Start with a Florida deer and a few hogs on the opposite side of our club


----------



## Doomsday (Jun 30, 2010)

*My submission for "Unusual" Category*

Buck does not seem to be interested in sharing his corn stash (The buck standing straight up behind feeder to right)...


----------



## Johntravis89 (Aug 21, 2012)

Great pictures from both.
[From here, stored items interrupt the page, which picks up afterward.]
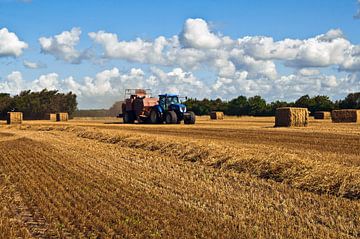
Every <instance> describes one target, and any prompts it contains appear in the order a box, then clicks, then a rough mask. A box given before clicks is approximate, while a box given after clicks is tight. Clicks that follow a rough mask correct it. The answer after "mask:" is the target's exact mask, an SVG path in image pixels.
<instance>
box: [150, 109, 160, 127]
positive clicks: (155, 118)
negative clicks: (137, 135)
mask: <svg viewBox="0 0 360 239" xmlns="http://www.w3.org/2000/svg"><path fill="white" fill-rule="evenodd" d="M149 121H150V123H151V124H160V122H161V119H160V114H159V113H158V112H157V110H155V109H152V110H151V111H150V117H149Z"/></svg>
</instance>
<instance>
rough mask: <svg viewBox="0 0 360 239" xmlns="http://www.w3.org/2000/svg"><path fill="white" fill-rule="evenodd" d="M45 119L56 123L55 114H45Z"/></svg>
mask: <svg viewBox="0 0 360 239" xmlns="http://www.w3.org/2000/svg"><path fill="white" fill-rule="evenodd" d="M45 119H46V120H50V121H56V114H55V113H49V114H46V115H45Z"/></svg>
I just killed my first hog this weekend @bloodhound . And that's a nice 3 1/2 year old to the left @doomsday


----------



## J rod (Sep 21, 2010)

the pie bald has gotten bigger since but all pics are night time and you can't see hit coat, nuther good buck on the property and of course the rooters looking forward to gettin some close ups come huntin season


----------



## chodges (Jan 30, 2011)

Unique Picture from Lake County, Florida. 2012


----------



## kendive (Sep 9, 2008)

:thumbup::thumbup::thumbup::thumbup:


----------



## Jason (Oct 2, 2007)

chodges said:


> Unique Picture from Lake County, Florida. 2012


Alright, let me put my man card aside fer a second......

That's ADORABLE!!!!

OK, I just put it back in my pocket!!!!

Here is mine, taken a while back.....no interesting 1's this year yet!!!:blink:
A deer w/ eyes but no head!!!!:whistling:


----------



## bamaman08 (Dec 22, 2008)

Here's a big boy I just got a pic of a couple weeks ago. 
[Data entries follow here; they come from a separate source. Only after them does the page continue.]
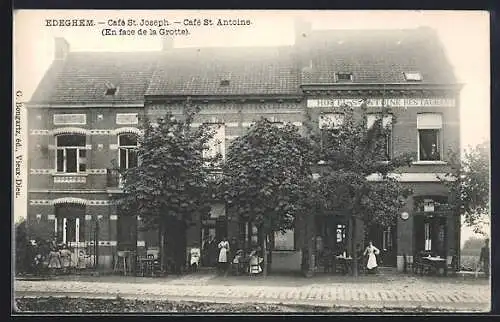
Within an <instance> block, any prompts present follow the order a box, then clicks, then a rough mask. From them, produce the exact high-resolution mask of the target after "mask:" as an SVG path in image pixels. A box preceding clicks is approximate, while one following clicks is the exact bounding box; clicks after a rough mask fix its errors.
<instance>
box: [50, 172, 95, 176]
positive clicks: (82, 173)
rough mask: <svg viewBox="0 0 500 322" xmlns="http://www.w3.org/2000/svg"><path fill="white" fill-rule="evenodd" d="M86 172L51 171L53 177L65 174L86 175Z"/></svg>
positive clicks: (71, 174)
mask: <svg viewBox="0 0 500 322" xmlns="http://www.w3.org/2000/svg"><path fill="white" fill-rule="evenodd" d="M88 175H89V174H88V173H85V172H76V173H75V172H54V173H52V176H53V177H67V176H75V177H86V176H88Z"/></svg>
The second one goes for "most unique" :thumbup:


----------



## Doomsday (Jun 30, 2010)

bamaman08 said:


> Here's a big boy I just got a pic of a couple weeks ago.
> 
> The second one goes for "most unique" :thumbup:


Ding Ding, I think we have a winner in most unique!:001_huh:


----------



## Bill's Boy (Oct 2, 2007)

that horrible some things you just cant unsee


----------



## jcoss15 (Oct 11, 2010)

when ya gotta go ya gotta go...


----------



## pelagicone (Jul 25, 2008)




----------



## Johntravis89 (Aug 21, 2012)

Now that's a stud @pelagicone


----------



## Matt Mcleod (Oct 3, 2007)

This is a picture from a friend of mine's camera from our club in Alabama. It's the first camera that was put out this year, pretty good start!


----------



## titan77 (May 13, 2012)

Matt Mcleod said:


> This is a picture from a friend of mine's camera from our club in Alabama. It's the first camera that was put out this year, pretty good start!
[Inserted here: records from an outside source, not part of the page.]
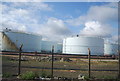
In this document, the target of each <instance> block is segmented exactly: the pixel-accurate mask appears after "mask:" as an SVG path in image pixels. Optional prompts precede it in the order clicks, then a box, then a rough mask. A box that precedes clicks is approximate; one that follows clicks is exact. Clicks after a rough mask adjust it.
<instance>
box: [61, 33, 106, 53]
mask: <svg viewBox="0 0 120 81" xmlns="http://www.w3.org/2000/svg"><path fill="white" fill-rule="evenodd" d="M88 48H90V50H91V55H104V40H103V39H102V38H100V37H88V36H78V35H77V36H75V37H68V38H65V39H64V40H63V53H64V54H77V55H87V54H88Z"/></svg>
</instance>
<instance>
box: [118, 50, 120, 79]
mask: <svg viewBox="0 0 120 81" xmlns="http://www.w3.org/2000/svg"><path fill="white" fill-rule="evenodd" d="M118 55H119V70H118V79H120V50H118Z"/></svg>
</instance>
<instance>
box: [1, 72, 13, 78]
mask: <svg viewBox="0 0 120 81" xmlns="http://www.w3.org/2000/svg"><path fill="white" fill-rule="evenodd" d="M2 77H3V78H9V77H12V74H10V73H4V74H3V75H2Z"/></svg>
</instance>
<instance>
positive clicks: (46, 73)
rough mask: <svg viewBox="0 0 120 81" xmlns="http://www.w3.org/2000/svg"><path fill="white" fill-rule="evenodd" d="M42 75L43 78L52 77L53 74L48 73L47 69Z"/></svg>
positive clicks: (49, 77) (41, 75)
mask: <svg viewBox="0 0 120 81" xmlns="http://www.w3.org/2000/svg"><path fill="white" fill-rule="evenodd" d="M40 76H41V77H42V78H50V77H51V75H50V74H49V73H46V72H45V71H43V72H41V74H40Z"/></svg>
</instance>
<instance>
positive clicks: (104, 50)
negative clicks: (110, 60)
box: [104, 43, 118, 55]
WOW the buck on the far left has to be 22inches inside spread dang good bucks


----------



## Matt Mcleod (Oct 3, 2007)

titan77 said:


> WOW the buck on the far left has to be 22inches inside spread dang good bucks


Thanks! 

We'll see if any of them will show there face in the day light. Even in august the only pictures of decent bucks have been at night so far. 

I was going to go up and check my camera and do a little work tomorrow but this hurricane has got me all fouled up now.


----------



## HOWTON21 (Jun 20, 2012)

Matt Mcleod said:


> Thanks!
> 
> We'll see if any of them will show there face in the day light. Even in august the only pictures of decent bucks have been at night so far.
> 
> I was going to go up and check my camera and do a little work tomorrow but this hurricane has got me all fouled up now.


When you kill that one on the left, make sure you rub it in Justin's nose. :thumbsup:


----------



## Matt Mcleod (Oct 3, 2007)

Checked a camera today and got some nice pics!!


----------



## Matt Mcleod (Oct 3, 2007)

Thought this one was cool!


----------



## jmunoz (Jan 11, 2012)

Matt Mcleod said:


> Checked a camera today and got some nice pics!!


Holly s....well u get the point lol that's some nice deer


----------



## Bloodhound (Nov 23, 2009)

Fighting over some fat sow pig, really!!!


----------



## Heartbreaker (Jun 30, 2009)

Good job bloodhound love those shots!!!


----------



## Johntravis89 (Aug 21, 2012)

Sure wish we could know where these pictures were coming from!!


----------